The main achievements of the project thus far include:
1. The development of a comprehensive framework based on deep learning to process and learn spatial and temporal patterns from 3D live images, leading to novel discoveries in embryonic and organ development.
2. The creation of a robust, data-driven platform for real-time 3D analysis of embryos and organs, which lays the groundwork for more advanced morphogenetic studies and establishes a foundation for the integration of multiple imaging modalities - one of the major goals of this project.
These achievements provide a solid foundation for further exploration in developmental biology and hold significant potential for improving early detection of abnormalities in embryo and organ development, with promising applications extending beyond this project.
To address these challenges, our project has yielded several key results and insights that push the boundaries of current methodologies in advancing our understanding of mammalian embryonic and organ development:
1. Development of Deep Learning-Based Real-Time 3D Imaging Process Architecture
We developed a novel computational architecture that integrates a pretrained Swin Transformer with a Siamese network. This architecture is specifically tailored to analyze extensive real-time 3D bioimaging data, facilitating the learning of spatial and temporal patterns that surpass human capabilities for manual analysis. Our model has demonstrated adaptability across varying dataset sizes, effectively processing both large and small datasets. This capability allows for the precise identification of nuanced, single-cell-level developmental changes, significantly enhancing our analytical proficiency in studying embryogenesis and organogenesis.
2. Establishment of a Robust, Data-Driven Platform for Real-Time 3D Analysis
We established a comprehensive platform that quantifies the spatial-temporal variability of morphogenetic events. This platform enables comparative analysis of real-time 3D mammalian embryos and organs at the single-cell level, providing new insights into both normal and abnormal processes in mammalian embryogenesis and organogenesis.

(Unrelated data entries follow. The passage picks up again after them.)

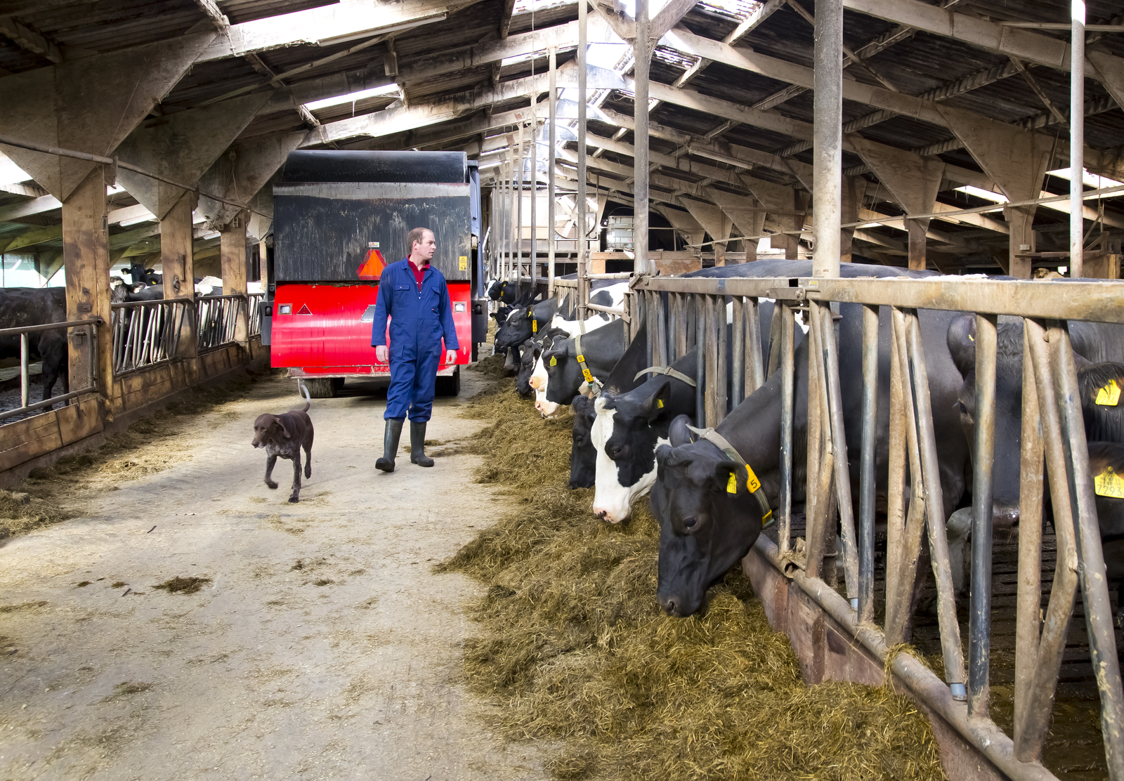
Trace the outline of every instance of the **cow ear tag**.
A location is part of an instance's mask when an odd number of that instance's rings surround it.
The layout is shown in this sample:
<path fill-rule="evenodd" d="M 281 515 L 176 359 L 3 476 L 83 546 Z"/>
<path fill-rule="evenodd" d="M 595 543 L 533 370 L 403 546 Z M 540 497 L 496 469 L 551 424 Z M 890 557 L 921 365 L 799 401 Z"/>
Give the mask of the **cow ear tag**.
<path fill-rule="evenodd" d="M 1093 490 L 1098 497 L 1124 499 L 1124 478 L 1116 474 L 1112 466 L 1105 466 L 1105 471 L 1093 479 Z"/>
<path fill-rule="evenodd" d="M 1121 387 L 1116 380 L 1109 380 L 1104 388 L 1097 389 L 1097 403 L 1102 407 L 1115 407 L 1121 400 Z"/>

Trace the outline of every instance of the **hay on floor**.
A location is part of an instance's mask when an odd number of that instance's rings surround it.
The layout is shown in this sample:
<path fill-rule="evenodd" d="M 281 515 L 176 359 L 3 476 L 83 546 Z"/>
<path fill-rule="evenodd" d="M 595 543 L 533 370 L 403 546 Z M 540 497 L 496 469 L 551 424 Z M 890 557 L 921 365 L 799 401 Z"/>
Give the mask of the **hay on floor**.
<path fill-rule="evenodd" d="M 806 687 L 738 569 L 701 615 L 655 602 L 659 527 L 646 502 L 623 526 L 571 491 L 571 420 L 544 421 L 509 382 L 472 399 L 481 482 L 517 510 L 438 569 L 488 585 L 464 674 L 499 701 L 513 738 L 560 741 L 558 779 L 941 779 L 925 718 L 904 697 Z"/>

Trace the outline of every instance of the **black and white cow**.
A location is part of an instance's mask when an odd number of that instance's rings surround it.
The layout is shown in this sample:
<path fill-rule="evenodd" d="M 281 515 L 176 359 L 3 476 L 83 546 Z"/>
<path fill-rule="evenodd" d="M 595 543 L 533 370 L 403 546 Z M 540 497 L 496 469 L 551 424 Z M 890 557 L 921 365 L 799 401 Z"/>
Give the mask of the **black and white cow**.
<path fill-rule="evenodd" d="M 581 337 L 586 366 L 602 383 L 625 354 L 627 327 L 624 320 L 614 320 Z M 587 387 L 578 361 L 575 338 L 555 342 L 540 356 L 531 376 L 531 387 L 535 389 L 535 409 L 544 418 L 554 417 L 562 407 L 573 401 L 573 397 Z"/>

3. Facilitation of Early Detection of Developmental Abnormalities
By comparing normal and abnormal developmental processes, the methodologies and tools developed through this project hold significant potential for the early detection of diseases related to embryonic and organ development. This capability could lead to impactful advancements in clinical diagnostics and practices within the field of regenerative medicine.
4. Integration of Multi-Modal Imaging and Advancement of Multi-Omics Integration
Looking ahead, we will continue refining our architecture to effectively bridge gaps between various imaging modalities, particularly spatial transcriptomics and real-time imaging data. This integration will allow for simultaneous tracking of cellular dynamics alongside spatiotemporal gene expression profiles, providing a more comprehensive understanding of developmental biology. Our work lays the groundwork for future advancements in multi-omics integration, an area that has been increasingly explored but remains largely confined to single-cell contexts.
Conclusion
Beyond these specific results and impacts, our findings underscore the necessity for cross-national, interdisciplinary research driven by AI and big data. This emphasis on collaboration is crucial for leveraging the full potential of emerging technologies and methodologies in developmental biology and beyond.